En 2002, grâce à l’appui d’une famille originaire de Kinshasa, Karibu s’est implantée au Congo RDC et a développé une action en faveur des enfants vivant dans la rue, qui sont environ 20 000.
Dangereuse aventure dans un pays n’ayant pratiquement pas de services publics, ou la sécurité n’est pas vraiment assurée, les services bancaires peu fiables et la population en situation de survie.
L’association a pu être financée à deux reprises par l’ambassade de France mais s’est fait voler ses actifs par une petite agence fondée dans le cadre des programmes de la coopération allemande la GTZ, livrée à l’inconduite que rendait possible cette période troublée par la guerre. La GTZ a fait le choix de nier sa responsabilité sur ce vol tout en licenciant tous ses cadres dirigeant impliqués.
Aujourd’hui, apres dix ans de travail, plus de 500 enfants des rues ont été ramenées dans leur parenté et ont pu être nourris, soignés, scolarisés durablement. Le taux de rechute à la rue n’a été que de 4%.
Points forts
Quelles sont les difficultés rencontrées et les résultats obtenus ?
Contre toute attente une expérience temporaire est devenue celle de toute une vie marquant l’histoire personnelle de chacun et d’un petit réseau d’amis fidèles
Il est notable que cette aventure a été possible parce qu’elle a reçue à tous niveaux le soutien d’acteurs institutionnels, il n’est pas moins vrai qu’elle a été menacée tout autant par d’autres acteurs institutionnels et à d’autres périodes et qu’elle a due sa survie a la solidarité d’un réseau d’amis construit au fil des années et à la fibre sociale de quelques agents publiques.
Qu’est-ce qui facilite la réussite de l’action, qu’est-ce qui la freine, qu’est-ce qui l’arrête ?
Tout projet doit surmonter des obstacles inévitables, il réussira s’il est fondé sur une vision claire et profonde, portée avec persévérance, s’il est utile et s’il fait sens, s’il prend les leçons de chaque échec, s’il sait évoluer. Dans l’expérience personnelle d’Olivier, ce projet a trouvé sa force et son sens à la fois dans son engagement spirituel et dans la résilience de ses épreuves familiales vécues dans l’enfance et l’adolescence.
Rien n’a été programmé à l’avance mais une série d’opportunités se sont présentées et qui ont été saisies. Toutes allaient dans le sens d’une vie partagé avec un public de personnes précaire et un service rendu sur un enjeu fort de société.
S’agissant de l’engagement international, les obstacles sont particulièrement nombreux, le premier relève de la difficulté à constituer une équipe locale motivée, loyale, compétente, le deuxième relève de l’extrême difficulté à mobiliser des financements.
Quelle est la portée globale de cette action ?

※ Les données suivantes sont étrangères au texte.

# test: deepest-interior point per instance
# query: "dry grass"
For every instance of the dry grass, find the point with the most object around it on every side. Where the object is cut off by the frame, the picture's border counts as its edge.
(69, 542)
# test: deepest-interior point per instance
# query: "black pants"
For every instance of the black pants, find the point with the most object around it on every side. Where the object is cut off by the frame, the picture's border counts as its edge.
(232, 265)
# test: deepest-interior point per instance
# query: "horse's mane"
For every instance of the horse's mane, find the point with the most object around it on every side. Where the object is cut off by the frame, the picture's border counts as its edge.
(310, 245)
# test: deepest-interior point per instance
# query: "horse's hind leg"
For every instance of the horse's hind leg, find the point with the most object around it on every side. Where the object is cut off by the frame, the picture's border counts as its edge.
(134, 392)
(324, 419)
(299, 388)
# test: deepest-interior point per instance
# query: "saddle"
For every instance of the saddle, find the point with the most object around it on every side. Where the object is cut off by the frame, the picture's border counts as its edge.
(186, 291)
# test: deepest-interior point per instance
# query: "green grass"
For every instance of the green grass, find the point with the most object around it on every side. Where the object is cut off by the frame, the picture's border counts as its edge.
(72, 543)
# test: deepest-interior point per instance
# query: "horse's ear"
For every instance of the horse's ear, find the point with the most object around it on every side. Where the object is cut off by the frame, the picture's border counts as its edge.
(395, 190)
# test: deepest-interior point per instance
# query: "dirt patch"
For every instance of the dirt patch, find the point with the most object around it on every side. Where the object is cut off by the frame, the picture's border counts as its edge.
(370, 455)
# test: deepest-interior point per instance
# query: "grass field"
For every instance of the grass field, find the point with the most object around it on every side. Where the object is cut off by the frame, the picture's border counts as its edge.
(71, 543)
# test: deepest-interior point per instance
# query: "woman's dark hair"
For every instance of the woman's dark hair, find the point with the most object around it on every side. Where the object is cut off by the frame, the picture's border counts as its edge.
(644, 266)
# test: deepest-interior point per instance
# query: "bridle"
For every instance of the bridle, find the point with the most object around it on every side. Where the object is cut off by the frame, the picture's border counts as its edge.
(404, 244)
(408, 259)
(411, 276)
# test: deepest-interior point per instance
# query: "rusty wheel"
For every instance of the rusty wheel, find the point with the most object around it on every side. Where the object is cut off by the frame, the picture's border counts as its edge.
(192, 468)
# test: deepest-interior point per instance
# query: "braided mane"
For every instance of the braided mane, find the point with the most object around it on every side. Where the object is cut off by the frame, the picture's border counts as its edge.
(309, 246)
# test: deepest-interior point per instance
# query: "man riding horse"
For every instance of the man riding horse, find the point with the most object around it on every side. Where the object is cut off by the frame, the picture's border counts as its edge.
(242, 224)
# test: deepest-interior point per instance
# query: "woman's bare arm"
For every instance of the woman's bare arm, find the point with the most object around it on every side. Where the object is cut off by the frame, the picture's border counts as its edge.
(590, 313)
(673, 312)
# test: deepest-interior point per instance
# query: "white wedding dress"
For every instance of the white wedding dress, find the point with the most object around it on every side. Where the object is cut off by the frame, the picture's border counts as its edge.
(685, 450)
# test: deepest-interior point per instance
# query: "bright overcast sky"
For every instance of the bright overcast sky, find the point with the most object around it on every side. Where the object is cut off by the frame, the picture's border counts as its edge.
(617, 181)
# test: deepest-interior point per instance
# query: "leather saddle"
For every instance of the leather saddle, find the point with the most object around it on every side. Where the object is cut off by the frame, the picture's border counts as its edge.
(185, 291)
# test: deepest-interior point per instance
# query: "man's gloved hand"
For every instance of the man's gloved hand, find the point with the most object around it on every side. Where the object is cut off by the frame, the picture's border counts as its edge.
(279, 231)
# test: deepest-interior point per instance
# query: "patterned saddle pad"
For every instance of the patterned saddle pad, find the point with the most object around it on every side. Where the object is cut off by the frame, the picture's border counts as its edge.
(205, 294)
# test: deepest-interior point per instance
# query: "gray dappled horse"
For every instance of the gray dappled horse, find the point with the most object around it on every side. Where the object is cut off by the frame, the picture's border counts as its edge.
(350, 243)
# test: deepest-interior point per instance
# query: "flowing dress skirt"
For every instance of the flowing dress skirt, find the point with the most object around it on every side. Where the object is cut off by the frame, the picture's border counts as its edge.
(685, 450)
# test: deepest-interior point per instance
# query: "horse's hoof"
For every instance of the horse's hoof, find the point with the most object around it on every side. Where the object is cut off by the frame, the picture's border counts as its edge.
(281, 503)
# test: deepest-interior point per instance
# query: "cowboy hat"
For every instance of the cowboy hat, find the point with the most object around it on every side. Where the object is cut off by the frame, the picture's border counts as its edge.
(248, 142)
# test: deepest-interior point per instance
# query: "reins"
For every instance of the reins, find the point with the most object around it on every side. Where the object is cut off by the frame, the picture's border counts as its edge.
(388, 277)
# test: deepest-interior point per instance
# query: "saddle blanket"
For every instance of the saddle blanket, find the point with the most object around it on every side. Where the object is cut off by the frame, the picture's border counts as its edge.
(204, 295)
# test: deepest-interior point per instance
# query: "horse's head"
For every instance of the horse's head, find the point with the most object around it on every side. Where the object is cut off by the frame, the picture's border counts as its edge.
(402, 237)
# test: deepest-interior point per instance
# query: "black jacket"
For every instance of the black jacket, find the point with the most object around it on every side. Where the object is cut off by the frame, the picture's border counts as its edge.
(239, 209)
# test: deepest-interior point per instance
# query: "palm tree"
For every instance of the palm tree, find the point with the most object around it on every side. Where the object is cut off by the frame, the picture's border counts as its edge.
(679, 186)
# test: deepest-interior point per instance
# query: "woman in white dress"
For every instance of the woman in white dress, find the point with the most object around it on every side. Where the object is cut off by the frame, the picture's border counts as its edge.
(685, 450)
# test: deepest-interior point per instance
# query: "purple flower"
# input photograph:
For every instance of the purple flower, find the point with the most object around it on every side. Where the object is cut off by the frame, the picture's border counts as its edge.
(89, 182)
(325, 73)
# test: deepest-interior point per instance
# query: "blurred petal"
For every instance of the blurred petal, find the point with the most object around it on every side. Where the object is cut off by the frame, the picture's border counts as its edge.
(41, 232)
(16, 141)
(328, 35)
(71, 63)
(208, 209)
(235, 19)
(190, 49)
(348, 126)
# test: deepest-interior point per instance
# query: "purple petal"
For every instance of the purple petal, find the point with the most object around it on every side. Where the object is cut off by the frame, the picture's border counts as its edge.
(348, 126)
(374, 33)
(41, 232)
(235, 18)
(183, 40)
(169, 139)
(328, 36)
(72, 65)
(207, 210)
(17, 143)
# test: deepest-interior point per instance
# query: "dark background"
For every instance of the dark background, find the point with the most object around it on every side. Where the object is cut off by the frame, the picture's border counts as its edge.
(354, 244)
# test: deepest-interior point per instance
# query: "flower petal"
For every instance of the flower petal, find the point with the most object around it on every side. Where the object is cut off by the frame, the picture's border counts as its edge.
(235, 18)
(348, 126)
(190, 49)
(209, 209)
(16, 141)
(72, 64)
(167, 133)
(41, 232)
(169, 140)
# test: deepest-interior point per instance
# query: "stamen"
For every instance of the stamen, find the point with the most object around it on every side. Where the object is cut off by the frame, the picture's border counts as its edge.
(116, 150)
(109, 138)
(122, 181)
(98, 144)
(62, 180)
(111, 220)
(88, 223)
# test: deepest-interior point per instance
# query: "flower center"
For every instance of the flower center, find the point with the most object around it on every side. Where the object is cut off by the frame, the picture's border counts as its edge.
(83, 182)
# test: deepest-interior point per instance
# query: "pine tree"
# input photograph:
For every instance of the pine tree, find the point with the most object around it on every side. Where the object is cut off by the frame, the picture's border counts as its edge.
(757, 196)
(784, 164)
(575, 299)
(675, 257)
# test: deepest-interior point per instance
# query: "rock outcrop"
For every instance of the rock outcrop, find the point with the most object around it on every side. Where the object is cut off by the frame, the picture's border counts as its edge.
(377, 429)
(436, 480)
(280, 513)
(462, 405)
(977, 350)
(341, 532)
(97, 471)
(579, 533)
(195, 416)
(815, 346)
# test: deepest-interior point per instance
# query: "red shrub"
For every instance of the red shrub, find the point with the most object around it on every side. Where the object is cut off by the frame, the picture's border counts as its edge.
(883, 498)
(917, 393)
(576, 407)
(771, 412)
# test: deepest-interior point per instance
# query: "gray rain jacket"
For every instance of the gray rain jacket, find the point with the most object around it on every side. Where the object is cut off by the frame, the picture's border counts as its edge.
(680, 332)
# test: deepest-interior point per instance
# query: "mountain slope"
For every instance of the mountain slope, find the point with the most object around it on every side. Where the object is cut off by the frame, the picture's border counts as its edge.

Dans un monde de plus en plus paramétré, ou les exigences de rentabilité surplombent toute initiative au risque d’une déshumanisation générale, il a été possible de centrer un projet sur le partage de vie entre inclus et exclus, la rencontre des personnes précaires, l’ouverture à la diversité.
La violence et la désocialisation à la quelle nous assistons aujourd’hui passent le plus souvent par la désaffiliation sociale et familiale des nouvelles générations.
Honorer la famille et les cultures d’origine, être en dialogue avec tous, inscrire la rencontre dans la parenté et la longue durée, c’est favoriser cette réinscription, c’est préparer un avenir humanisé, et lorsqu’il s’agit d’adolescents c’est favoriser la construction identitaire positive.
En quoi cette action est-elle transférable ?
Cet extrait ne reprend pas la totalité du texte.